Ce n’était pas un salon, c’était un souffle. Un lieu où le pain parlait d’enfance, où le fromage avait des humeurs, où chaque plat racontait une histoire. Dès l’entrée, les visiteurs étaient happés par l’odeur du pain grillé, les rires des enfants, les voix des artisans. On ne venait pas pour acheter, mais pour comprendre. Pour rencontrer. Pour se laisser toucher. Les stands ressemblaient à des cabanes ouvertes. On y croisait des boulangers qui parlaient de pluie et de patience, des fromagers qui caressaient leurs meules comme on caresse un visage aimé, des céramistes qui façonnaient des bols comme on façonne des souvenirs. Chaque geste avait du sens. Chaque bouchée, une mémoire.
Sous les verrières, les cuisines débordaient. Elles n’avaient pas de frontières, juste des voix. Un vieux monsieur tournait son bouillon avec la lenteur d’un poème. Une jeune femme racontait son miso comme on raconte un sous-bois après la pluie. Un artisan tendait un morceau de saucisson et disait : « Le goût, c’est comme une langue, ça s’apprend. » Et tout le monde apprenait. À écouter. À sentir. À se souvenir. Parce qu’une madeleine pouvait faire pleurer. Parce qu’un pain noir réveillait une enfance. Parce qu’un potimarron chanté consolait mieux qu’un discours.
Au centre, le Bouillon du Bon servait des plats sans prétention. Une soupe de potimarron veloutée comme une chanson douce. Un pain croustillant comme un secret bien gardé. Un serveur essuyait une table et disait : « On ne triche pas avec l’émotion. » Pas de dressage sophistiqué. Pas de jargon. Juste le goût, brut, sincère, qui faisait vibrer.
Ils étaient là, debout, comme des résistants joyeux. Ceux qui fermentaient, qui pétrissaient, qui réinventaient. Chez Accent, les bouteilles consignées racontaient cinquante voyages. Leurs limonades pétillaient de convictions. À côté, les fromages étaient exposés comme des portraits de famille. « Chaque meule a son caractère, ses humeurs. Comme nous. » Ici, le bon n’était pas un luxe. C’était un droit. Une manière de dire non à ce qui abîme, oui à ce qui relie.
Parrain du salon, Thierry Marx incarnait cette philosophie.
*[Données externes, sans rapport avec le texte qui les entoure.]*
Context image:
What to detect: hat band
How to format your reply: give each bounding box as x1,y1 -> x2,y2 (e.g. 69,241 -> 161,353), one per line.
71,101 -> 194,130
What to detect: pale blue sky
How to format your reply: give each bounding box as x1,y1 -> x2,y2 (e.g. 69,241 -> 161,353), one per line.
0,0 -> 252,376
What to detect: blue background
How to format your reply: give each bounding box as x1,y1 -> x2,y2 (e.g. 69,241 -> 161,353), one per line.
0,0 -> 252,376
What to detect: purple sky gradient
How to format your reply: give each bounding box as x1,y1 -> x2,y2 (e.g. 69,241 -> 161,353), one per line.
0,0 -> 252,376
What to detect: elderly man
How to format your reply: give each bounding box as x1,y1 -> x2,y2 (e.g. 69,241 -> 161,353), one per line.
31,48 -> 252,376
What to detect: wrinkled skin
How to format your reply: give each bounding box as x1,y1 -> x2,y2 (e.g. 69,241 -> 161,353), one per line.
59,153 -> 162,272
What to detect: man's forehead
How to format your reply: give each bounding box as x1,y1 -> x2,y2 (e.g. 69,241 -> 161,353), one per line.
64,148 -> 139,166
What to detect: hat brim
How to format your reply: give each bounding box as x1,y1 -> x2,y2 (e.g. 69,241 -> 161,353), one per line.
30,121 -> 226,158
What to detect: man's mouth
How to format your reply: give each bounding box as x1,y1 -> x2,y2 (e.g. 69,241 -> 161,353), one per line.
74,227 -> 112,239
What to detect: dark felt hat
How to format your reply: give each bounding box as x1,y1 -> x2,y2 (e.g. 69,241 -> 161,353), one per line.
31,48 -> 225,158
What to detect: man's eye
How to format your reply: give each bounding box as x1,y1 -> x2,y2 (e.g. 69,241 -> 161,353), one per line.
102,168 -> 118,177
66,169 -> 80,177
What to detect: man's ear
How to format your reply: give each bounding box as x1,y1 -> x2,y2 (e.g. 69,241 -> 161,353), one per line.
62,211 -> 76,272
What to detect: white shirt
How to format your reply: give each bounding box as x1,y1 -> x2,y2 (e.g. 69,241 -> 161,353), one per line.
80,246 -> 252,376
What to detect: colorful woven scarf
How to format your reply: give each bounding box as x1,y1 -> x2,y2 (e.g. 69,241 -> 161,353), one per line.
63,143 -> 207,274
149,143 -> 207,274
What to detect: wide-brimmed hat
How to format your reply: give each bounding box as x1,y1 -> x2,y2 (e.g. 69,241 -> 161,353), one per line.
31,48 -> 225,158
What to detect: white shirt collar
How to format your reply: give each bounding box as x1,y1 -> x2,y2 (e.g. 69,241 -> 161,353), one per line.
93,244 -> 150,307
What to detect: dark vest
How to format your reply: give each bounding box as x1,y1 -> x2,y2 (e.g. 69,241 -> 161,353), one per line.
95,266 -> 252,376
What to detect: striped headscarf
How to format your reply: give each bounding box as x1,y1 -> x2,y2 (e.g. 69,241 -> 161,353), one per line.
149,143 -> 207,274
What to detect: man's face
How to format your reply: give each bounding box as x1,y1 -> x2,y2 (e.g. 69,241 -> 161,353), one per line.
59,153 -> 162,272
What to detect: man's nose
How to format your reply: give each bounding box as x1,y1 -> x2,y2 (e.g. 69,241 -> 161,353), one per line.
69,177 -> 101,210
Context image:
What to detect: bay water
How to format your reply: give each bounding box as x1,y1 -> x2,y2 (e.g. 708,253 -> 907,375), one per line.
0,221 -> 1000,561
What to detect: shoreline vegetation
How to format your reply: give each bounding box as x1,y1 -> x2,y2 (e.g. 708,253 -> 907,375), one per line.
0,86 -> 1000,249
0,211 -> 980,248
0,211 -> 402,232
Enfant de Ménilmontant, maître des cuisines japonaises, pionnier de la cuisine moléculaire, il avait passé sa vie à désapprendre pour mieux comprendre. « Le goût, c’est comme une équation : il faut accepter de ne pas tout contrôler. » Son risotto sans riz ? Une tendresse provocante. Son école, Cuisine, Mode d’Emploi(s), une main tendue à ceux que la société oublie. « Le bon, sans le juste, c’est du vent », disait-il. Et le vent s’était calmé.
En repartant, les visiteurs emportaient des sacs pleins, de fromages, de confitures, de rêves. Mais surtout, ils emportaient une certitude : le bon n’était pas une étiquette, c’était un combat. Contre l’uniformité. Contre l’oubli. Contre l’idée que bien manger serait réservé à une élite. « Quand vous croquerez dans une pomme, souvenez-vous : derrière ce croquant, il y a des mains, des choix, une histoire », glissait une productrice en serrant une dernière main. Le Salon du Bon n’avait pas vendu de produits. Il avait libéré le goût. Et ça, c’était rare.